10 Most Brutal Mick Foley Matches Ever

Whether it's Mankind or Cactus Jack, they're all absolutely horrifying...

Foley. The mere mention of the name conjures up engrossing images of disturbia that betray the very idea of professional wrestling being fake. Scripted, yes. Choreographed, sure. But nothing is fake about Mick Foley, for whom poetic soulfulness and grim spectacle were two branches of the same unique tree, whose genius and insanity intertwine without a visible seam.

Today is the 53rd birthday of a professional wrestler who may well be lucky to have made it this far. Severe concussions, burns to the flesh, broken bones, and seemingly miles of scar tissue dot the resume of a man who counters that alarming hull with championship victories, best-selling books, and a legend that will endure long after the day he journeys into the beyond.

Mick Foley's career has run a vast gamut, entertaining audiences with, at different times, his playfully-dorky sense of humour, his intense soliloquies, his uncanny ability to switch between the roles of underdog and aggressor, and, yes, his inhuman endurance. Whether he's Cactus Jack, Mankind, Dude Love, or just plain ol' Mick Foley from Long Island, the mesmerizing immortality is what we remember most.

Let's take a look back at 10 of Mick Foley's most wildest matches, the ones in which his legend grew the most.

10. Vs. Shane Douglas (ECW CyberSlam 1996)

Scott Goldstein

If you've never seen this one before, it looks really familiar - Douglas handcuffs Cactus Jack behind his back and beats him to kingdom-come with a steel chair. While the assault is not quite as stomach-turning as its WWE doppelganger (more on that one later), it's pretty brutal stuff own its own merits.

Foley was actually wearing a decent suit at the beginning of the match, having gone to a friend's wedding earlier in the day. He had on a t-shirt that said "FORGIVE ME, UNCLE ERIC" (referring to Bischoff), doing all he could to play the contemptible anti-ECW fiend on his way out of the promotion. Douglas' unblocked chair shots (not to mention one from an interfering Mikey Whipwreck that caught Foley square across the face) were one truly-brutal last hurrah for Cactus before his exit three weeks later.

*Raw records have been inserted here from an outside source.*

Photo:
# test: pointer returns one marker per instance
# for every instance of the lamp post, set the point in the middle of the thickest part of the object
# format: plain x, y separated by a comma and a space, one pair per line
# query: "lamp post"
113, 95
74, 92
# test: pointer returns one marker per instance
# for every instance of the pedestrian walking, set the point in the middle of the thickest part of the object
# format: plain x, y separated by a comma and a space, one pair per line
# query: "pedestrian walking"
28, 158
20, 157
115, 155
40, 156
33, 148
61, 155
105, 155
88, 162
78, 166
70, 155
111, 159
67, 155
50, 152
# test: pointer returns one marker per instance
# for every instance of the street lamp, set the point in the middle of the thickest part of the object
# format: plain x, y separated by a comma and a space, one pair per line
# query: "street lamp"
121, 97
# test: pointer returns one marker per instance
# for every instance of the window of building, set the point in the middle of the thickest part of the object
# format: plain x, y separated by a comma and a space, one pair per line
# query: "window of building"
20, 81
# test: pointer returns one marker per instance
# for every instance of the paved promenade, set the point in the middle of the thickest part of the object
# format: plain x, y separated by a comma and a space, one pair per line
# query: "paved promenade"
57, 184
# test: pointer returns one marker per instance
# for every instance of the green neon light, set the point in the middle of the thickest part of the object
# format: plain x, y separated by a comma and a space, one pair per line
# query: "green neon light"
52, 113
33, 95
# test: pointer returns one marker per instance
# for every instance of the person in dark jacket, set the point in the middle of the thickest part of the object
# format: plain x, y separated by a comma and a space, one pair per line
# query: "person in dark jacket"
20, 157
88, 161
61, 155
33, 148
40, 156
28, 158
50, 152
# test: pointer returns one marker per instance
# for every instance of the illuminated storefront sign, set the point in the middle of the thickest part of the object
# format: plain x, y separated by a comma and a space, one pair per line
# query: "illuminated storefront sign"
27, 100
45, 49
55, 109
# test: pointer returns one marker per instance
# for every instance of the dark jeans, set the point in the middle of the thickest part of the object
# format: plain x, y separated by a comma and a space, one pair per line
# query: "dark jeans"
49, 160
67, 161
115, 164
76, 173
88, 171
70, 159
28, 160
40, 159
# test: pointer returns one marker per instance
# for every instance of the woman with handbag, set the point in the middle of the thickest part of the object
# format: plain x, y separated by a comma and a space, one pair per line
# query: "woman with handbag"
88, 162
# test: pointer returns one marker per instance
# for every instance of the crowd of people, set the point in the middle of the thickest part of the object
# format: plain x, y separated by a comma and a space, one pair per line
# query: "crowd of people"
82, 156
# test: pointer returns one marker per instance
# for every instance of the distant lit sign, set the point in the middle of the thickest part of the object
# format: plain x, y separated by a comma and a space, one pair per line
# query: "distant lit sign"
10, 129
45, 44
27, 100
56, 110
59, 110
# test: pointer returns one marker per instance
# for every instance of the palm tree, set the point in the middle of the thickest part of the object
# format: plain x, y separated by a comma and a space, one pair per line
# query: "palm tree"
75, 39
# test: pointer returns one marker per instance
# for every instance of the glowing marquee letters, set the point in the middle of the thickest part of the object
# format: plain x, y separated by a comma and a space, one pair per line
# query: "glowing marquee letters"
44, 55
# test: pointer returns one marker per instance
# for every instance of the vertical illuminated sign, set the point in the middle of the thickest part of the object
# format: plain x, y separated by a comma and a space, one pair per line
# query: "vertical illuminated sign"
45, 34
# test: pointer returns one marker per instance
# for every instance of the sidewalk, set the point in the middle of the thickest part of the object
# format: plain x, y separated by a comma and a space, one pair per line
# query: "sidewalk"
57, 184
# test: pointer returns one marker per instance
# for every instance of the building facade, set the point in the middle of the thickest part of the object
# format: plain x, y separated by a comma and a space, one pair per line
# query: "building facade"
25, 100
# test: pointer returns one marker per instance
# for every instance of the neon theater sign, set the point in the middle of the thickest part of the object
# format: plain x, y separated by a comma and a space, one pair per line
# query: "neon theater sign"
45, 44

9. Vs. The Undertaker (SummerSlam 1996)


While not the most famously-violent match pitting Mankind against The Undertaker, the first-ever Boiler Room Brawl did have its share of unflinching brutality between two borderline horror-movie creatures. Foley has sustained many injuries to the flesh through burns and cuts, but sometimes the unseen damage can be even more dire.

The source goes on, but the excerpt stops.